Now for something slightly different

It's been a fairly quiet, normal sort of week for me. I went back to school on Thursday and don't plan on any more surprise week-long vacations - rest is good, but I find that too much rest is just boring. I like to have something to do that feels worth doing.

In about an hour I'm headed to a tiny town in Germany called Mörstadt, where my great-grandmother was born and her extended family still lives, to visit my cousins. I seem to be related to three-quarters of the town, based on a ten-minute tour that included explaining my relationship to nearly everyone buried in the little cemetery. It feels odd to me to call everyone I come across "cousin," but so this visit will go. Several of my cousins of varying degrees grow grapes and make wine, and I wonder if I might be able to see the winery.

In talking to my friend J about education reform last night, I realized that the German education system remains a mystery to most non-Germans (including me). Keep in mind I'm no expert on this, and please correct me if I say anything wrong.

Like in the States, German school children begin their education between the ages of 5 and 6 in a primary school, called Grundschule. At age 10, they can go into one of two tracks: Realschule or Gymnasium. Actually there are more than two options, but every state in Germany has a different system and the systems are changing, so we'll stick to the two I know best from my own state. When a student finishes Grundschule, their previous work, grades, and parental preferences dictate if they go into a Realschule or Gymnasium. Realschule goes until 10th grade, after which a student goes into an apprenticeship situation based on their abilities. For example, a student who is good at math may go into an apprenticeship to be an accountant, with part of their time spent at school and part of their time spent in training at a company that uses accountants. Realschule students don't usually go to university.

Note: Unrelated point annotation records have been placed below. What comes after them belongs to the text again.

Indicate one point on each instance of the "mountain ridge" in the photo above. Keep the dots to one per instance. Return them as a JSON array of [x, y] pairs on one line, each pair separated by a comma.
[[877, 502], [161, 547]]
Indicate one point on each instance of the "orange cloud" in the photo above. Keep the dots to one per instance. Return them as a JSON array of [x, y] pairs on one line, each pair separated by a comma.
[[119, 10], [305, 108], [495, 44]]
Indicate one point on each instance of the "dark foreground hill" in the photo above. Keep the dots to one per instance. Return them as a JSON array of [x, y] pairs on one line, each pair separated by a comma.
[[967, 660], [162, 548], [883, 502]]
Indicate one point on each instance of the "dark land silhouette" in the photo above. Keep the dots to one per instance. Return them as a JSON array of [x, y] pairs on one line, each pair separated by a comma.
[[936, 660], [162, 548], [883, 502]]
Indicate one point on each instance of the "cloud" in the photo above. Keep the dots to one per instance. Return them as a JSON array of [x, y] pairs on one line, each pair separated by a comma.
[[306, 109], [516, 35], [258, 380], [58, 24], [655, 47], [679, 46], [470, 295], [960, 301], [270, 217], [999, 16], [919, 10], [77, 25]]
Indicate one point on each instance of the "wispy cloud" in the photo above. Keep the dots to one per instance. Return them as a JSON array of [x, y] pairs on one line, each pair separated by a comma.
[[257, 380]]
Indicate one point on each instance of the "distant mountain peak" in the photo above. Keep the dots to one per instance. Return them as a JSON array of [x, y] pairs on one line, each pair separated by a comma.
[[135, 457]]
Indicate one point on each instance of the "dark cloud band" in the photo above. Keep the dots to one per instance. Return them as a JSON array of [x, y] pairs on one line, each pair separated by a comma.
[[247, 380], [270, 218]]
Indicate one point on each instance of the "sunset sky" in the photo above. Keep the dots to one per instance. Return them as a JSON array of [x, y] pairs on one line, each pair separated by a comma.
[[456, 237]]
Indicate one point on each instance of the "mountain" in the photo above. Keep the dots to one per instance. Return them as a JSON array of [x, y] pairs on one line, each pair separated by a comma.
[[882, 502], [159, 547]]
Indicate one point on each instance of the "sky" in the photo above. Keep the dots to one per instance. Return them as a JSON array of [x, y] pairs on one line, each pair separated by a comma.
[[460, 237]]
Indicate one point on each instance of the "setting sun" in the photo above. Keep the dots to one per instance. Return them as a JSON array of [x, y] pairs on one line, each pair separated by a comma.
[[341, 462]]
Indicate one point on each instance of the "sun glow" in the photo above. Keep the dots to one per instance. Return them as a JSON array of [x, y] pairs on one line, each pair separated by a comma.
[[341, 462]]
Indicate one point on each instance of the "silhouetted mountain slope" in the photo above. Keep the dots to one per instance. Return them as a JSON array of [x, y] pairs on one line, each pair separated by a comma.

Gymnasium, where I work, goes until 12th or 13th grade, after which the students take a large exit exam (Abitur), much like England's system. This exam is not, so far as I can tell, like the SAT or ACT in the States. Gymnasium students often do go to university and become things like lawyers, doctors, and teachers. Teachers in Germany are well-trained (6 or 7 years of training) and well-paid, making education a desirable profession.

An interesting thing I've noted when talking with my students is the lack of American Dream "what I want to be when I grow up" ideas. Even my 10th and 12th grade students, who are about the same age or a little older than their US counterparts, usually answered my question about their preferred employment by saying that they would know what field they would study after they took the Abitur exam and got their scores back. Of course I can't generalize to all of Germany or all German students, but the German system doesn't seem to put the same sort of emphasis on "doing whatever you want to do!" or "following your passion" - certainly some people seem to enjoy their jobs, but many others view a job as something you do to live and enjoy their lives after work. The German education system sorts students by capability and provides them training in a field in which they excel, but the students' own passions don't seem to be a big part of it. On the one hand, unemployment is very low in Germany. The government will ensure that you have a job that supports you, even if it's not a job you particularly like. On the other hand, I don't hear my students super excited about what the future has in store for them. This isn't unique to Germany - anyone who's talked with American 16-year-olds can report a similar vibe - but it does seem more pronounced here.

Like so many of the differences between the States and Europe, it seems to boil down to the realization that both systems work. Both systems also need reformation, however, and I wonder what we might borrow from one another in the future.

Thoughts? Questions? Proclamations? Creeds?